The hospital program teacher went to see the boy that afternoon. No one had mentioned to her that the boy had been badly burned and was in great pain. Upset at the sight of the boy, she stammered as she told him, "I've been sent by your school to help you with nouns and adverbs." When she left she felt she hadn't accomplished much.

But the next day, a nurse asked her, "What did you do to that boy?" The teacher felt she must have done something wrong and began to apologize. "No, no," said the nurse. "You don't know what I mean. We've been worried about that little boy, but ever since yesterday, his whole attitude has changed. He's fighting back, responding to treatment. It's as though he's decided to live."

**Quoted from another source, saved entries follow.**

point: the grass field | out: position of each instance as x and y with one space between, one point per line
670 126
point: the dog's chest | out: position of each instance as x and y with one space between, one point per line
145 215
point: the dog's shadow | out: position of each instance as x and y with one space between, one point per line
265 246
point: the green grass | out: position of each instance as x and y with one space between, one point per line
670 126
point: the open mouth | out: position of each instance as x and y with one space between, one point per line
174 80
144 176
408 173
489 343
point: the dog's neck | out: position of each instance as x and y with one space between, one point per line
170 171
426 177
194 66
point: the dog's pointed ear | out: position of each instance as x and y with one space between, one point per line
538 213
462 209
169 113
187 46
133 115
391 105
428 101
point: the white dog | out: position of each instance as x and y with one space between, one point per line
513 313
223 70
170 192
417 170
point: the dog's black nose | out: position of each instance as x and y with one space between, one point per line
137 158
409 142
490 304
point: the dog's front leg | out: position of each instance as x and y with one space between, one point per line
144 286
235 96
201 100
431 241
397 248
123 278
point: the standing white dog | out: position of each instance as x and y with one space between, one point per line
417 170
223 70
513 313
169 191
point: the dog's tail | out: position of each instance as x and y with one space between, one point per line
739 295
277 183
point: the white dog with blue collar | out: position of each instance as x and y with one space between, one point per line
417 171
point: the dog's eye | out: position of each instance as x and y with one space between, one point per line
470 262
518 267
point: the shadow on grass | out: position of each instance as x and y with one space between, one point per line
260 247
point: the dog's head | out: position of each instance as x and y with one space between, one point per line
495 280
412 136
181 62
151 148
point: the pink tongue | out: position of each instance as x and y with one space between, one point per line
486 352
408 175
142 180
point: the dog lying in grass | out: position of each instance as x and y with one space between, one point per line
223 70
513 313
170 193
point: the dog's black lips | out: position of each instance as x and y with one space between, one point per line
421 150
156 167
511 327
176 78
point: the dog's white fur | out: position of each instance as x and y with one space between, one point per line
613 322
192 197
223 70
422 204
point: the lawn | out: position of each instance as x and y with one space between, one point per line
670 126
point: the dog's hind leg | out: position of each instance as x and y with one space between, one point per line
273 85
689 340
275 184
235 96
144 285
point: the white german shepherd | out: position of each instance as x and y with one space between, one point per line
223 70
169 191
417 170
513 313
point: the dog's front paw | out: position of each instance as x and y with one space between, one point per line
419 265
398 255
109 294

Two weeks later the boy explained that he had completely given up hope until the teacher arrived. Everything changed when he came to a simple realization. He expressed it this way: "They wouldn't send a teacher to work on nouns and adverbs with a dying boy, would they?"
Bits & Pieces, July 1991

The world is a dying boy, disfigured by sin and suffering, injustice and death. One need only read the front page of the papers or access the internet one way or another to be confronted by this hard reality of the world in which we live – in which we are dying. Most recently we have seen it in the devastation in Haiti and Chile. But it is everywhere and always with us however much we might try to ignore or avoid it. In this morning’s gospel lesson from Luke 13, we hear Jesus responding to the hot-off-the-press news of the outrageous violence and blasphemy of Pilate mingling the blood of Jews with their sacrifice and the tragic accident of a collapsing tower that killed 18 people who just happened to be in the wrong place at the wrong time.

Human history and the daily news are full of acts of violence and random accidents, of tyranny and torture. One might easily conclude that our situation is hopeless.

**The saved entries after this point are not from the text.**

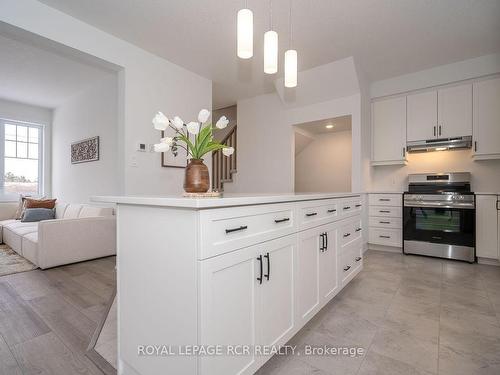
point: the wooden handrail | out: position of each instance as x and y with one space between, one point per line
223 167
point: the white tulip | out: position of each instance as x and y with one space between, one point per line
203 116
193 127
178 123
228 151
160 121
168 141
161 147
222 122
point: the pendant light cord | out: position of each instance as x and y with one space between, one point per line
290 20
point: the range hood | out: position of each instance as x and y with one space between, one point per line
440 144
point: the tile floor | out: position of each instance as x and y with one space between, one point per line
412 315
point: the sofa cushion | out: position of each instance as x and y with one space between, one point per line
94 211
14 232
30 247
72 211
39 203
60 208
37 214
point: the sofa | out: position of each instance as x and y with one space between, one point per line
79 232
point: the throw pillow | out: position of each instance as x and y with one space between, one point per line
20 208
40 203
38 214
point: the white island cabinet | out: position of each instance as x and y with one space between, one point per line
234 276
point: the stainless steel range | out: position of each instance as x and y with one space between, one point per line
439 216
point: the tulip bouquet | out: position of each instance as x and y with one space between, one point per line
202 131
196 179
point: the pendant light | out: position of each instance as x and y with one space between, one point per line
270 46
245 33
290 60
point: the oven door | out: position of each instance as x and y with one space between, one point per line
440 225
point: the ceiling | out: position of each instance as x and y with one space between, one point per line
38 77
387 38
340 124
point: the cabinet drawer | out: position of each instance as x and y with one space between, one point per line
387 237
386 222
350 232
314 213
394 200
350 206
227 229
350 264
385 211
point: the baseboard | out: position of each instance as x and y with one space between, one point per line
488 261
391 249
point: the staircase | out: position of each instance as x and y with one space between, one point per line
223 167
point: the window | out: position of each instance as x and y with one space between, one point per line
21 156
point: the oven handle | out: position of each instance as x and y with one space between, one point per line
467 206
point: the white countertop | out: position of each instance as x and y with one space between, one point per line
227 200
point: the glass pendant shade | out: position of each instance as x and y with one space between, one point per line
270 52
245 34
291 68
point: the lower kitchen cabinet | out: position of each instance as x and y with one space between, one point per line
317 279
487 227
248 299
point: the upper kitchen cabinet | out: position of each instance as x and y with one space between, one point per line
421 116
389 131
455 111
487 119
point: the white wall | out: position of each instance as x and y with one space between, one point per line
90 113
324 165
10 110
24 112
485 174
266 142
147 83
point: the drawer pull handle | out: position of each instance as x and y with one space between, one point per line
268 266
243 227
259 279
282 220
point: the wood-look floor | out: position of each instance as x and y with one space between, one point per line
48 317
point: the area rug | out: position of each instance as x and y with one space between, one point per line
11 262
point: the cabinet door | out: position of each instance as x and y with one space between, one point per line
389 131
486 226
228 309
328 280
307 281
455 111
487 119
421 121
276 310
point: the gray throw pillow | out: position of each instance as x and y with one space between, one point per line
38 214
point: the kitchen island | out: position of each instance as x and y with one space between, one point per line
216 285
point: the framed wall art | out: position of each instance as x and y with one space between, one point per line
85 151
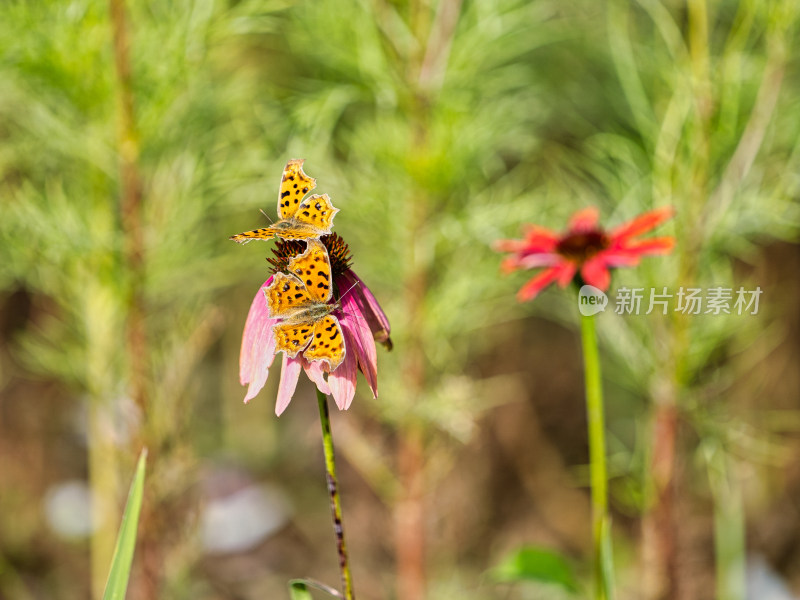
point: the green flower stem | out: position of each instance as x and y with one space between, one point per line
601 525
333 490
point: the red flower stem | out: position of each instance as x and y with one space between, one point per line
601 524
333 491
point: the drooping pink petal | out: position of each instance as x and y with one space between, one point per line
643 223
360 342
290 373
258 345
531 289
367 304
584 220
315 373
595 272
342 381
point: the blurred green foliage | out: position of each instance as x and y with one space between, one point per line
436 127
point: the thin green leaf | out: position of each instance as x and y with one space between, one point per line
298 589
117 583
536 564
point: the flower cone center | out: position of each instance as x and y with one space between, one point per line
583 245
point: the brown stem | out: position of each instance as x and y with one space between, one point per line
658 527
145 583
130 205
410 508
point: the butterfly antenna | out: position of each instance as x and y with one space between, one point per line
271 222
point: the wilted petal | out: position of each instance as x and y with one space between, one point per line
342 381
290 373
360 343
258 345
367 305
315 373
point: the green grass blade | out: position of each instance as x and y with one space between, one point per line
117 583
539 565
298 589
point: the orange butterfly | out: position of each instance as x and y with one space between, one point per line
300 301
299 219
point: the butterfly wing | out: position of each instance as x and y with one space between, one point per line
327 343
294 185
313 268
292 338
265 233
317 212
286 296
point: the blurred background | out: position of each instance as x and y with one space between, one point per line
135 137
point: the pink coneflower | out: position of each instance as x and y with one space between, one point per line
586 251
361 317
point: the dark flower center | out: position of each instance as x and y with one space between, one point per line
583 245
338 251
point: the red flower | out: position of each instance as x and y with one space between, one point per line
586 250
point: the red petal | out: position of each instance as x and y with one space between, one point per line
651 246
643 223
566 271
595 272
584 220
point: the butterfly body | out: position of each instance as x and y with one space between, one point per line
300 218
301 300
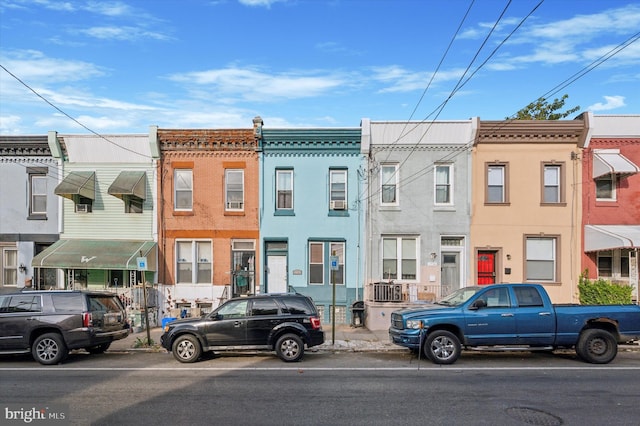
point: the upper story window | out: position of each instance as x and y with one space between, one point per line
183 189
284 189
389 182
541 258
194 262
497 189
234 189
320 271
37 192
338 190
9 266
606 187
444 184
551 184
400 258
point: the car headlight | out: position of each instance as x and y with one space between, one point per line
414 324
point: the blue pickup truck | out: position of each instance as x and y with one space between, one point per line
513 317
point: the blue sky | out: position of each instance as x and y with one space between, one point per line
121 66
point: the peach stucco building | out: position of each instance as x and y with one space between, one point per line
208 217
526 204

Indeed, many have in fact reached just that conclusion. In his novel, Cat's Cradle, Kurt Vonnegut has an important book come to light. It is titled "What Can a Thoughtful Man Hope for Mankind on Earth, Given the Experience of the Past Million Years?" The chief character is anxious to read it. But when he does, he finds that it doesn't take long. The whole book consists of one word: "Nothing."

Even our collect this morning reminds us that in ourselves we have no power to help ourselves. We are dying boys and girls. But the God we know is not a God of the dead but the God of Life and, though we are helpless, he has not left us hopeless. God comes to our help.

God came to the help of the Hebrew people enslaved in Egypt. God reveals his name to Moses – I AM or I WILL BE WHO I WILL BE. And who is this I AM, this God complete and consistent unto himself? This is the God who observes misery, who hears the cry of the people, who knows our suffering. And not just observing, hearing, and knowing in some abstract and detached sublimity. Observing, hearing, and knowing our distress; God comes to deliver. God came to the deliverance of the Hebrew people from their bondage. God led them through the desert – and in spite of their own obstinacies – to the Promised Land. The God we know in the history of Israel is a God who sees, hears, and knows suffering and comes to deliver.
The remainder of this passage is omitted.